Invention: Fractal-based antennae for mobile phones
Today’s mobile devices allow users across the globe to communicate on-the-go and connect to the Internet. The compact size of these gadgets is made possible by tiny, highly powerful antennae based on the principles of fractal geometry. Invented by Catalan engineer Carles Puente Baliarda, fractal-based antennae have put global communications into the hands of millions.
In 1995, Carles Puente Baliarda and his team invented the world’s first fractal-based antenna for mobile communication. The antennae derive their name – and powerful broadcast abilities – from geometrical properties: Fractals are patterns consisting of multiple small copies of themselves, which allows for “coiling” long antennae into the small confines of mobile devices.Conventional antennae, such as the ones used in FM broadcast, require a certain length in order to broadcast and receive signals at full capacity; about 1.5 metres for a standard radio antenna. The self-repeating patterns in fractals allow the length of the antennae to be arranged into a tight space. Additionally, multiple antennae can be intertwined to receive signals on different frequency ranges such as Wi-Fi, GPS or Bluetooth.

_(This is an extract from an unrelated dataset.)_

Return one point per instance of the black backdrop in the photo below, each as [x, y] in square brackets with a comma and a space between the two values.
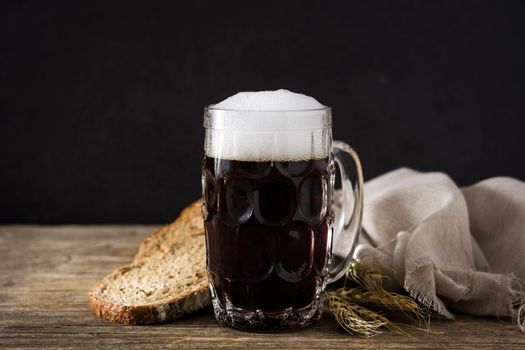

Puente Baliarda’s invention opened the doors for the “Internet anywhere” revolution with highly compact and mobile devices. The impact of fractal-based antennae becomes apparent by comparing the size and capacity of a 20-year-old mobile phone with today’s devices. Early mobile phones needed antennae at least 15 cm long, but with fractal-based antennae, the size and performance of the phones are no longer confined by spatial constraints.
Fractus, the company cofounded by Puente Baliarda to market his invention, reported a turnover of US $3.6 million in 2009. Meanwhile, the company has expanded its business model: Instead of only producing antennae, Fractus also licenses its technology to third parties. Strategic licensing agreements with large mobile phone manufacturers such as LG, HTC or Motorola contributed to the turnover rising to US $111 million in 2012. Today, Fractus is the global market leader for developing and producing fractal-based antennae, with more than 200 150 registered patents.According to a report by BCC Research, the global market for antennae is expected to grow from US $13.4 billion in 2012 to $ 16.9 billion in 2017. In 2011, 9.7 billion fractal-based antenna units were supplied worldwide. To put this in context, Fractus supplied more than 35 million units worldwide, which is 0.4% of the global turnover. An estimated 19.6 billion will ship by 2017.
Carles Puente, Carmen Borja, Jaume Anguera
Carles Puente, Jaume Anguera, Carmen Borja
How it works:
A fractal is a mathematical set or pattern that consists of so-called "self-similar" individual elements that each have the same shape as the full set: Imagine a tree shape made out of smaller trees. Based on fractal shapes, fractal-based antennae consist of several repeating elements, or "iterations", manufactured using the same processes and materials used to create printed circuit boards.
Each iteration of a fractal-based antenna also corresponds to a certain range of frequencies. The presence of multiple iterations means that fractal-based antennae can operate over multiple frequencies and bandwidths - something that cannot be found in the limited capacities of classical "linear" antennae.
Born in Badalona in Catalonia (Spain), Puente Baliarda began brainstorming concepts for a novel antenna while studying engineering at the Polytechnic University in Barcelona in the 1990s. The challenge: Shrinking the size while increasing broadcast capabilities. Inspired to find a solution, he began working on the quirky invention – blending the apparently unrelated disciplines of electromagnetic theory and fractal geometry – with neither a commission to work nor any financial support.
Did you know?
One example from nature illustrating the concept of self-repeating patterns – like those used in fractal-based antennae – are ferns, which are made up of many leaves which in and of themselves look like small ferns.